Cajun seasoning contains a combination of ground black pepper, white pepper, cayenne pepper, onion powder, garlic powder, and paprika.
Although Creole seasoning also contains black pepper, garlic powder, onion powder, and a pinch of cayenne pepper, it also includes other herbs that compliment the tomato products. These would include dried thyme, basil, and oregano.
Now that we know the basic differences between Gumbo and Jambalaya and Creole and Cajun cuisine, let’s get cooking!
- Classic Stove Top Jambalaya
- Crock Pot Jambalaya
- Black Eyed Peas Jambalaya
- Chicken and Shrimp Jambalaya
- Instant Pot Creole Jambalaya
Other Favorite New Orleans Inspired Recipes
There are so many more delicious Fat Tuesday recipes that you can make besides Jambalaya and Gumbo. Below I have listed some of my favorites, with a brief explanation of each recipe so you can decide which one best suits you and your family.
This recipe has been in my family for years, thanks to Justin Wilson, who is also known as the Cajun Cook.
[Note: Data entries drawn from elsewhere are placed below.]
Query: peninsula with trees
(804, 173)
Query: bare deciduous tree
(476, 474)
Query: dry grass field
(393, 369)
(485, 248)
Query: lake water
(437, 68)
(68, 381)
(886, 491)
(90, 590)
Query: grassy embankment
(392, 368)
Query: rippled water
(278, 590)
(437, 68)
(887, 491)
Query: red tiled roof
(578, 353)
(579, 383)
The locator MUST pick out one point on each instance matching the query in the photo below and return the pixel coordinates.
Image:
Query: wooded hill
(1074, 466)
He had a cooking show that aired on PBS when I was a child and I will never forget his famous saying ‘I gha-rawn-tee’ (I guarantee).
This is where I first learned how to make Shrimp Creole. And the best way to explain this delicious and flavorful dish is that it is a mix between gumbo and jambalaya consistency.
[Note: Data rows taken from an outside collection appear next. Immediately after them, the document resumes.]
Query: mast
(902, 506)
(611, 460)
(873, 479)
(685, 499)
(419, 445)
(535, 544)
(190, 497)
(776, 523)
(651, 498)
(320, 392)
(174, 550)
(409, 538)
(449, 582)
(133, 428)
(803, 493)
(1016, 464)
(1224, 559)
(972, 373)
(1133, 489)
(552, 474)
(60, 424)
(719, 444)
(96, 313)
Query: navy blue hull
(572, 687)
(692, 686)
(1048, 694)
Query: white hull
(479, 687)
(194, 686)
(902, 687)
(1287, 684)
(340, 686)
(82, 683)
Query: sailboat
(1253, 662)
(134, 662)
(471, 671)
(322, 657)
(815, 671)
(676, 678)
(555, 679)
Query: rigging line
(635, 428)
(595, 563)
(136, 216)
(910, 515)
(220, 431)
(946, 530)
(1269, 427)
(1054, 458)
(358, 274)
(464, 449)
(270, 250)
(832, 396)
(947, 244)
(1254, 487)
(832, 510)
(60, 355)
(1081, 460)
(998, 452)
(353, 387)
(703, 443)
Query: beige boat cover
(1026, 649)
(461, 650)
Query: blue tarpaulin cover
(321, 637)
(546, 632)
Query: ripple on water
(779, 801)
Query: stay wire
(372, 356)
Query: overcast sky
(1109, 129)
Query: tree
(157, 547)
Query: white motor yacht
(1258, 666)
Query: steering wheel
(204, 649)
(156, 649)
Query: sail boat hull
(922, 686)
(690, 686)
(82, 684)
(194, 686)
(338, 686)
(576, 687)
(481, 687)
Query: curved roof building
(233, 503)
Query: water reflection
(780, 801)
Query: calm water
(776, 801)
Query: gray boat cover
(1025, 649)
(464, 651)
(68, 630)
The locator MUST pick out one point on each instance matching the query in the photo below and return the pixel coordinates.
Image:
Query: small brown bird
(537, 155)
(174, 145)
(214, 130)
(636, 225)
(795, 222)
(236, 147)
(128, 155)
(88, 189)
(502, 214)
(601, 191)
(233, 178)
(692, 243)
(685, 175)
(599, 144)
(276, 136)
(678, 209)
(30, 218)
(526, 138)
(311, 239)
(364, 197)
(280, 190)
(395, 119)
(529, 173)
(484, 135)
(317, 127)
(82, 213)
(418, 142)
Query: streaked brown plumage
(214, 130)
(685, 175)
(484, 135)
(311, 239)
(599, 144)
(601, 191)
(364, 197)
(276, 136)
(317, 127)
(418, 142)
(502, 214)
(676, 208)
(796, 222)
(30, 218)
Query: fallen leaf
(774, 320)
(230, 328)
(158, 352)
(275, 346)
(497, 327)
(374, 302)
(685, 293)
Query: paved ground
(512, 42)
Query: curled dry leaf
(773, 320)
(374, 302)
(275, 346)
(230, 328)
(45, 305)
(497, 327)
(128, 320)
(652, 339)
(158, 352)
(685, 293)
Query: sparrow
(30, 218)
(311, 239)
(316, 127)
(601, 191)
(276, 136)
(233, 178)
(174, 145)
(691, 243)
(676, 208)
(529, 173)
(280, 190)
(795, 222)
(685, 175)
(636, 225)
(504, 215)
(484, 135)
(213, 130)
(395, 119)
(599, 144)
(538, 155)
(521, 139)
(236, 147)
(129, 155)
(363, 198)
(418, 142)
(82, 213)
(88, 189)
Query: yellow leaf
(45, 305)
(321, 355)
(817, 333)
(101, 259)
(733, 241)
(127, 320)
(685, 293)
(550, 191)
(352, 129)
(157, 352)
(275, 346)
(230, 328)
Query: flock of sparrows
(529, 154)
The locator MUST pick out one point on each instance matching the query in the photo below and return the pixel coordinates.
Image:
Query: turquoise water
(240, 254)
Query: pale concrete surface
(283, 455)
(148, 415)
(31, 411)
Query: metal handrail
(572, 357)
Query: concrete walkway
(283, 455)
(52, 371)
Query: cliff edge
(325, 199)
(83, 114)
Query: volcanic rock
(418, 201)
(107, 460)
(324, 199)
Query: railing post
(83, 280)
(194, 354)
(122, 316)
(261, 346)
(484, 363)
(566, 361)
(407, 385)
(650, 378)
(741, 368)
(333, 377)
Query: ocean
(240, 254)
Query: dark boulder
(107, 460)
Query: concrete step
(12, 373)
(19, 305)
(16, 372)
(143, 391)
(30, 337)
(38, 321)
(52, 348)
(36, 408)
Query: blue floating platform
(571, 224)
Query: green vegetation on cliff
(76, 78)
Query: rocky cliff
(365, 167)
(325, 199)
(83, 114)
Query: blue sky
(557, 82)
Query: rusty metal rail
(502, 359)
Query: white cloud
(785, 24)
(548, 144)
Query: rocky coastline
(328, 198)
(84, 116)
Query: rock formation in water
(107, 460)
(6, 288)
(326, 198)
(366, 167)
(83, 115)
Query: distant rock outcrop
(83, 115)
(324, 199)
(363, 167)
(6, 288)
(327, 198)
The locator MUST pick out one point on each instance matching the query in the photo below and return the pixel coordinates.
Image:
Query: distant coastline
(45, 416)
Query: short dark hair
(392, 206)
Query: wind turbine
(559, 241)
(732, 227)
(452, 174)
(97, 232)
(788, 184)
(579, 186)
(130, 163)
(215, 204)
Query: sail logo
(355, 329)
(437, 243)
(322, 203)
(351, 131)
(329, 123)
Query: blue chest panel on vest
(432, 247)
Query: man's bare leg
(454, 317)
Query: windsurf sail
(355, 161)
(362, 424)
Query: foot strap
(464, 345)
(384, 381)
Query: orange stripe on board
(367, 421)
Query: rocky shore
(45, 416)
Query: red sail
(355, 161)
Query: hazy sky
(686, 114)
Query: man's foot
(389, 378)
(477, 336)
Shrimp Creole is served along with rice like gumbo, but it’s a little thicker and less soupy, like jambalaya. It is a recipe that is full of flavor and contains only shrimp as the protein source.
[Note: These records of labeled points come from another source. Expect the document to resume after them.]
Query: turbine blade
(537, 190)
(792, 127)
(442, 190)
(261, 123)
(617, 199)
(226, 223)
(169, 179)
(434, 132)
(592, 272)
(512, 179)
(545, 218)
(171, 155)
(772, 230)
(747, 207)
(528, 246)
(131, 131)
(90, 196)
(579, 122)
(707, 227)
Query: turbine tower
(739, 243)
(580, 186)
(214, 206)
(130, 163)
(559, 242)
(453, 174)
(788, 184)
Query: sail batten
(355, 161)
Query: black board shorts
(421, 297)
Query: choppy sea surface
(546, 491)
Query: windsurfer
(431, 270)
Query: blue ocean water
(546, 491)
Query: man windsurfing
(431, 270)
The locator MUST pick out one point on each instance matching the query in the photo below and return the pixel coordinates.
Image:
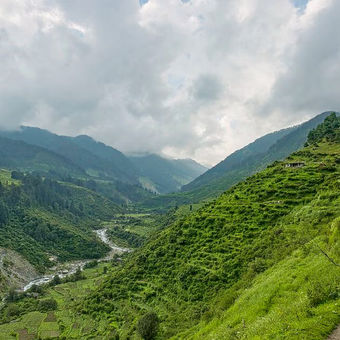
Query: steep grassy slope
(238, 166)
(166, 175)
(40, 217)
(259, 262)
(270, 226)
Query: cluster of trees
(228, 242)
(330, 130)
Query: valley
(259, 261)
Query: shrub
(147, 326)
(12, 310)
(47, 305)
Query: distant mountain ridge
(96, 160)
(166, 175)
(256, 155)
(239, 165)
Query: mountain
(19, 155)
(257, 155)
(256, 263)
(259, 262)
(40, 218)
(126, 175)
(239, 165)
(164, 175)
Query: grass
(63, 322)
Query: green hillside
(239, 165)
(84, 152)
(40, 217)
(19, 155)
(164, 175)
(260, 262)
(270, 226)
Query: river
(70, 268)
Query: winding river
(70, 268)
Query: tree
(4, 215)
(47, 305)
(147, 326)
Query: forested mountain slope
(17, 154)
(82, 157)
(250, 264)
(239, 165)
(95, 158)
(166, 175)
(40, 217)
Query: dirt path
(335, 335)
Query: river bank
(66, 269)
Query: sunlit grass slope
(246, 265)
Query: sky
(193, 78)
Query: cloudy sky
(187, 78)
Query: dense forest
(40, 216)
(261, 261)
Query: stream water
(70, 268)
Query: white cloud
(198, 78)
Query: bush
(47, 305)
(147, 326)
(319, 292)
(12, 310)
(91, 264)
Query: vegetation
(259, 262)
(41, 217)
(249, 257)
(238, 166)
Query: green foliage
(238, 166)
(47, 305)
(328, 130)
(221, 249)
(147, 326)
(39, 216)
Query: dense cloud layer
(195, 78)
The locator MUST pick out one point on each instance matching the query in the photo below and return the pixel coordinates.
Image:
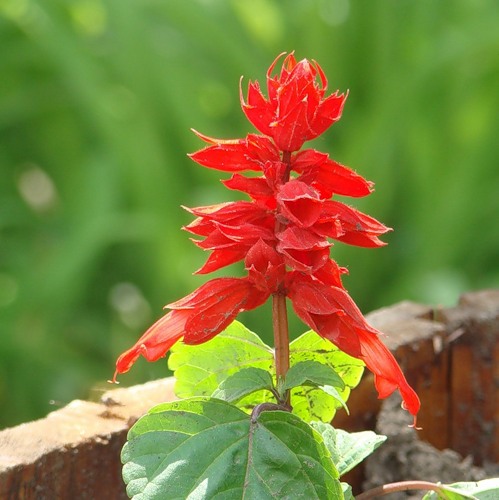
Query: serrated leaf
(312, 373)
(243, 383)
(310, 403)
(207, 448)
(487, 489)
(332, 391)
(348, 449)
(200, 369)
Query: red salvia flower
(283, 233)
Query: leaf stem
(400, 486)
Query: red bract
(284, 232)
(296, 109)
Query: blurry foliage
(96, 100)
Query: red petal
(300, 239)
(350, 332)
(299, 203)
(328, 176)
(226, 157)
(256, 187)
(212, 316)
(155, 342)
(220, 258)
(360, 229)
(258, 110)
(328, 112)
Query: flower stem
(279, 313)
(400, 486)
(281, 339)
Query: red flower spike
(295, 110)
(299, 203)
(328, 176)
(282, 232)
(332, 314)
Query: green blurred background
(96, 101)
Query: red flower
(283, 233)
(331, 312)
(296, 109)
(196, 318)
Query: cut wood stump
(449, 355)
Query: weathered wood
(451, 356)
(74, 452)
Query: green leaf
(242, 383)
(347, 491)
(207, 448)
(332, 391)
(487, 489)
(312, 373)
(311, 403)
(348, 449)
(200, 369)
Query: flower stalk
(283, 234)
(281, 337)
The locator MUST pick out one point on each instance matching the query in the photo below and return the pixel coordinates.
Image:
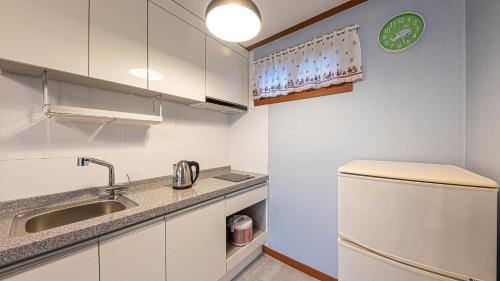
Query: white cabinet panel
(227, 74)
(50, 33)
(139, 255)
(177, 52)
(79, 266)
(196, 244)
(118, 40)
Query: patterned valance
(333, 58)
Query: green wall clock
(401, 32)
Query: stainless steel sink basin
(43, 219)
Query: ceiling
(277, 15)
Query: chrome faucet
(112, 188)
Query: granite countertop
(155, 197)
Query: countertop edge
(16, 255)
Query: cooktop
(233, 177)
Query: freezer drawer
(441, 228)
(356, 264)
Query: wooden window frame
(331, 90)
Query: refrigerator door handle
(380, 257)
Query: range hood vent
(220, 106)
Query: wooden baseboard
(298, 265)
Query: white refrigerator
(414, 222)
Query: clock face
(401, 32)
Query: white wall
(248, 136)
(410, 107)
(38, 155)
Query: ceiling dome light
(233, 20)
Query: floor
(265, 268)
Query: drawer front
(377, 268)
(413, 221)
(241, 201)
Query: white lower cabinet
(137, 255)
(196, 244)
(82, 265)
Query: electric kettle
(183, 176)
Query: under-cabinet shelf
(97, 115)
(236, 254)
(232, 250)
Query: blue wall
(410, 107)
(483, 98)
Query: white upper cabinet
(177, 54)
(50, 33)
(227, 74)
(79, 266)
(118, 41)
(138, 255)
(196, 244)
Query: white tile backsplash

This recipe was developed after I ate at a Louisiana inspired restaurant called J. Gumbo’s. They are primarily located in the Midwest so when the craving would hit me for a New Orleans or Fat Tuesday meal, I would always rely on their wonderful recipes.
My favorite was called Drunken Chicken. Shredded chicken cooked in a flavorful and slightly spicy sauce and served over rice. The dish explodes with complex flavors that I totally fell in love with.
Unfortunately, there are no longer any restaurants near my house, so I had to come up with my own recipe. And to this day, my entire family considers it one of their favorite meals.
No trip to New Orleans would be complete without red beans and rice. Although this dish is historically served on Mondays (because it uses up the leftovers from Sunday’s meal), it is the perfect Fat Tuesday recipe!
Small red beans are cooked with the holy trinity of vegetables, andouille sausage and a ham hock. Then when the beans are nice and tender, they are served with rice.
Although this dish tastes best when it simmers on the stove for hours, you can take a short cut by making Instant Pot Red Beans and Rice instead.
Fat Tuesday usually falls during the crawfish season in Louisiana, so naturally we have to include at least one recipe that includes crawfish. Etouffee is also a rice based dish, but it is considered more of a gravy like substance that is served over rice.
This recipe is one of my favorites because it is not only full of flavor, but it includes crawfish. Crawfish is a little sweeter than shrimp and firmer than crab meat. Therefore, if you can’t find crawfish where you live, simply use shrimp and/or crab instead.
If you want to keep things simple, make a Shrimp Po’Boy sandwich. Fried shrimp that is placed on sub bun and served with lettuce, tomato, and of course a homemade Rémoulade sauce.
Spice it up with a little dash of Louisiana hot sauce and hot peppers and you have a classic New Orleans meal!
Because it is Fat Tuesday, sure to check out these classic dessert recipes. They are so good that you will be making them not only during Mardi Gras season any more!
So there you have it! A variety of recipes to help you celebrate Fat Tuesday! Pick out your favorites and enjoy them not only during Mardi Gras season, but all year long!